Distinguishing features

Both sexes apterous. Body, legs and antennae brown, tarsi and fore tibiae, also bases and apices of mid and hind tibiae yellowish, antennal segment III largely dull yellow. Antennae 8-segmented, segment III with 2 sense cones, IV with 3 sense cones; VIII narrowed to base. Head longer than wide, projecting in front of eyes, constricted at base; compound eyes longer on ventral surface than on dorsal; postocular setae long and pointed, arising between inner margin of eyes; maxillary stylets broad, retracted to postocular setae, wide apart and arranged into V-shape. Pronotum without sculpture medially; with 4 pairs of bluntly pointed major setae, anteromarginal setae small; prosternal basantra present, mesopresternum boat-shaped. Fore tarsal tooth absent. Metanotum weakly reticulate. Abdominal tergite I, the pelta, broadly rounded, tergites  II–VII without curved wing-retaining setae, lateral tergal setae not elongate; tergite IX setae S1 pointed, more than half as long as tube.
Male similar to female, fore tarsal tooth well-developed;  tergite IX setae S2 as long as S1; sternite VIII without a pore plate.

Related species

The genus Bolothrips includes 17 species, mainly from the northern hemisphere including four from North America, but with three species from South Africa. There are two other species of this genus in northern Europe in which the compound eyes are prolonged ventrally, but neither bicolor nor cingulatus are uniformly dark in colour like dentipes (Mound, 1974). In comparison to the other species of Idolothripinae in Britain, B. dentipes has a comparatively short head, and the maxillary stylets wide apart and arranged in a V-shape.

Biological data

Breeding at the base of grasses and sedges in damp areas, and feeding on the spores of unidentified fungi on the stems of Carex [Cyperaceae], Juncus [Juncaceae] and Spartina [Poaceae].  

Distribution data

Locally common in southern England, and also recorded from County Dublin in the Republic of Ireland (Mound et al., 1976; O'Connor, 2008), this species is widespread across Europe south of Norway and Finland, and has also been found in North America (Stannard, 1968).

Family name


Species name

Bolothrips dentipes (Reuter)

Original name and synonyms

Phloeothrips dentipes Reuter, 1880: 12
Cryptothrips bagnalli Karny, 1916: 94


Mound LA (1974) The Nesothrips complex of spore-feeding Thysanoptera (Phlaeothripidae: Idolothripinae). Bulletin of the British Museum (Natural History). Entomology 31: 109–188.
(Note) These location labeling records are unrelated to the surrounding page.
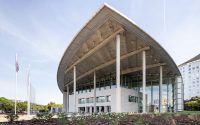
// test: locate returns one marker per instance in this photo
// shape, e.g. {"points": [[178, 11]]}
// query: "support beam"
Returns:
{"points": [[144, 81], [74, 88], [95, 92], [67, 98], [100, 45], [111, 62], [168, 80], [151, 94], [160, 89], [65, 101], [118, 89], [135, 69]]}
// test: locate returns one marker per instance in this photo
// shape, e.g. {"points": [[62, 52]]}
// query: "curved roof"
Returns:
{"points": [[104, 14]]}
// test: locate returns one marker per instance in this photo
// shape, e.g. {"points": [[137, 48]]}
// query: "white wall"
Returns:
{"points": [[126, 106]]}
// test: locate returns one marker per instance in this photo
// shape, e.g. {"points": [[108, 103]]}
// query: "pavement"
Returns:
{"points": [[21, 117]]}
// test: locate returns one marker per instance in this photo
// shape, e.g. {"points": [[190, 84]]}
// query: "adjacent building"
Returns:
{"points": [[191, 77], [112, 65]]}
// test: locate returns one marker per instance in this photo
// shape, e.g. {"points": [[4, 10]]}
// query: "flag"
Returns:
{"points": [[16, 64]]}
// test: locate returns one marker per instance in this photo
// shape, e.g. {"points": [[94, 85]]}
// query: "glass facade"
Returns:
{"points": [[135, 83]]}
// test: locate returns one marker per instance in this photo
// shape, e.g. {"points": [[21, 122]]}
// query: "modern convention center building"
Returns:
{"points": [[112, 65]]}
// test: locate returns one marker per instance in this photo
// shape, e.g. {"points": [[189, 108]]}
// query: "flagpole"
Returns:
{"points": [[16, 87]]}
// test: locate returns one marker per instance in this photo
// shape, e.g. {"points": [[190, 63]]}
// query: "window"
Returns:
{"points": [[133, 99], [101, 99], [82, 101]]}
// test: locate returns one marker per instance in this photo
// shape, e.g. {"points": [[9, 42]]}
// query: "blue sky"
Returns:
{"points": [[39, 31]]}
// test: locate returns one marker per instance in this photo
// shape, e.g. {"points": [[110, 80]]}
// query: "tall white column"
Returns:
{"points": [[160, 89], [65, 101], [118, 90], [95, 91], [75, 89], [67, 98], [144, 81]]}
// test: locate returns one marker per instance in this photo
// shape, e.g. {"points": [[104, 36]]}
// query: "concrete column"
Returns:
{"points": [[65, 101], [105, 109], [95, 109], [75, 89], [168, 80], [67, 98], [144, 81], [151, 93], [160, 89], [91, 109], [118, 90]]}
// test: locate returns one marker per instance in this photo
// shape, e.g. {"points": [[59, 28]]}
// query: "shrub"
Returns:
{"points": [[62, 119], [12, 117]]}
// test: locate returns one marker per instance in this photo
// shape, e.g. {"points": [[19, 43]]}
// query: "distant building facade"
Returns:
{"points": [[191, 77]]}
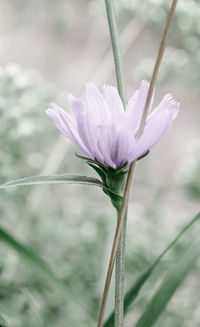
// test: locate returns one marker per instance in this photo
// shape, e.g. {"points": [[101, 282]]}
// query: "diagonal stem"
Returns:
{"points": [[132, 166]]}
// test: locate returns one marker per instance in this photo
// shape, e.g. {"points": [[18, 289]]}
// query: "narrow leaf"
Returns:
{"points": [[53, 179], [58, 179], [40, 266], [172, 281], [134, 290]]}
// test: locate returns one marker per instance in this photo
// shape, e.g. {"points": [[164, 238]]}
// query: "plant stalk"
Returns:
{"points": [[120, 277], [120, 248], [109, 8]]}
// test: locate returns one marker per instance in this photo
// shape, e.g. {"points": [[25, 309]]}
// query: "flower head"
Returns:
{"points": [[108, 134]]}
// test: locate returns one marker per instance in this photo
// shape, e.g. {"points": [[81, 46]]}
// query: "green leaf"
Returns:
{"points": [[172, 281], [53, 179], [134, 290], [41, 267], [58, 179]]}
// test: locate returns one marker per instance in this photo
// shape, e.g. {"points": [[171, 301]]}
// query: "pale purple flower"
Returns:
{"points": [[108, 134]]}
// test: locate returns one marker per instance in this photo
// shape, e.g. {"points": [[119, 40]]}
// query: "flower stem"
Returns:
{"points": [[116, 49], [120, 255], [121, 217], [120, 277]]}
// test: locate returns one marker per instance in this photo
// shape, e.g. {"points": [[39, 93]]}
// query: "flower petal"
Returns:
{"points": [[156, 126], [113, 99], [66, 124], [97, 105], [136, 104]]}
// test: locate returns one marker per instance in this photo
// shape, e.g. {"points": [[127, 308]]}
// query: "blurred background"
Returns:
{"points": [[50, 48]]}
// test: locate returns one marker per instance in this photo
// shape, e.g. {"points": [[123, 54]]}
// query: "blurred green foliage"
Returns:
{"points": [[183, 52], [62, 224]]}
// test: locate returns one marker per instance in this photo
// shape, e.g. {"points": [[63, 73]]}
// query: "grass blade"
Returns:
{"points": [[53, 179], [134, 290], [172, 281], [59, 179], [41, 267]]}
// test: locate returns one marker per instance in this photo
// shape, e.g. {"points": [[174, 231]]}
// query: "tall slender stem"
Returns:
{"points": [[132, 166], [116, 49], [120, 251], [120, 277]]}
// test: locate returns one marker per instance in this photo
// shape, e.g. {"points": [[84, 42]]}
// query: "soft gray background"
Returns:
{"points": [[50, 48]]}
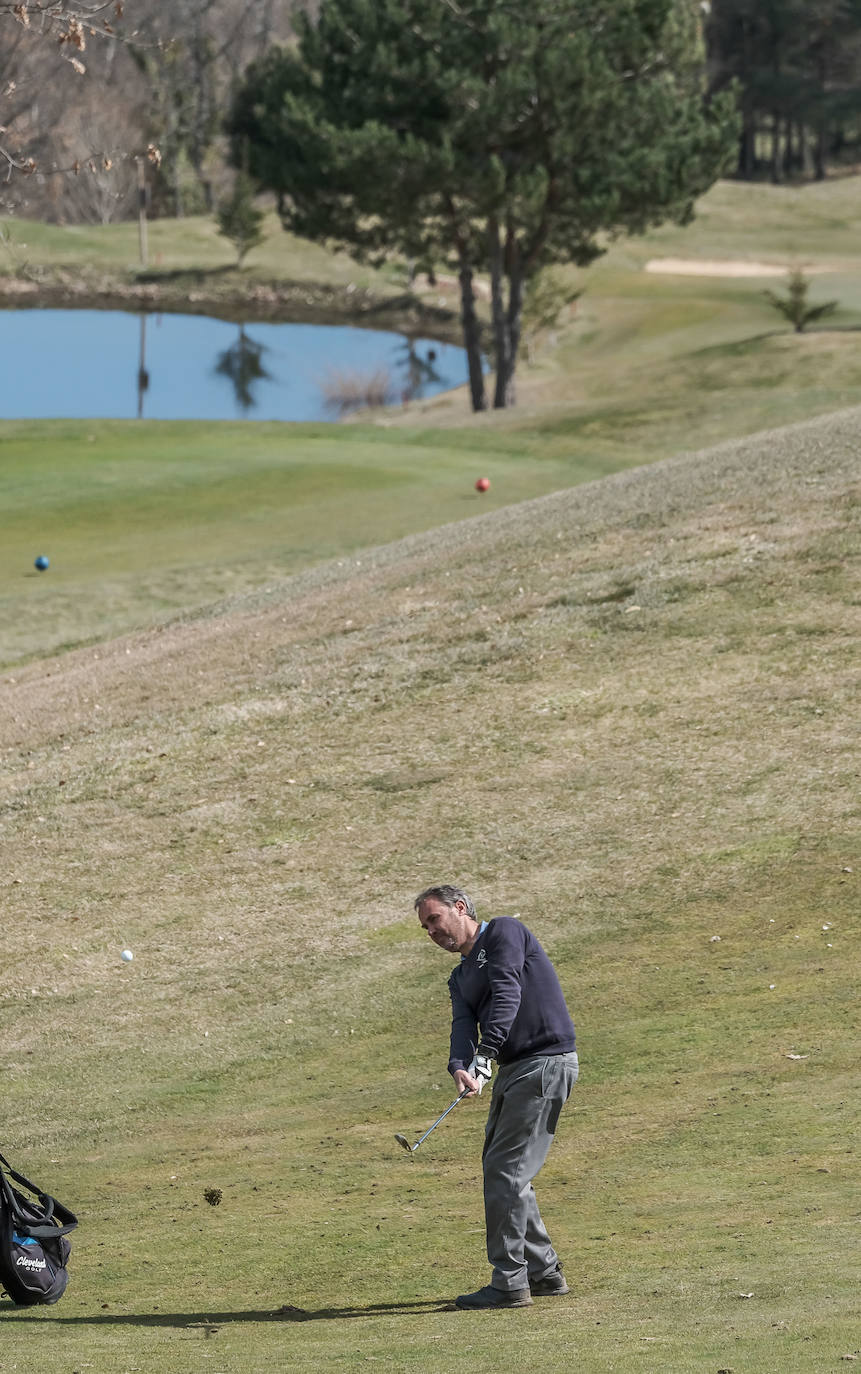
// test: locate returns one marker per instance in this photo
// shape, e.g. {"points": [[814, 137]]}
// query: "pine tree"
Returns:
{"points": [[486, 136], [239, 220], [794, 304]]}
Mound LA, Morison GD, Pitkin BR & Palmer JM (1976) Thysanoptera. Handbooks for the Identification of British Insects 1 (11): 1–79.

O’Connor JP (2008) A review of the Irish thrips (Thysanoptera). Irish Naturalists’ Journal 29: 20–24.

Stannard LJ (1968) The thrips, or Thysanoptera, of Illinois. Bulletin of the Illinois Natural History Survey 29: 213–552.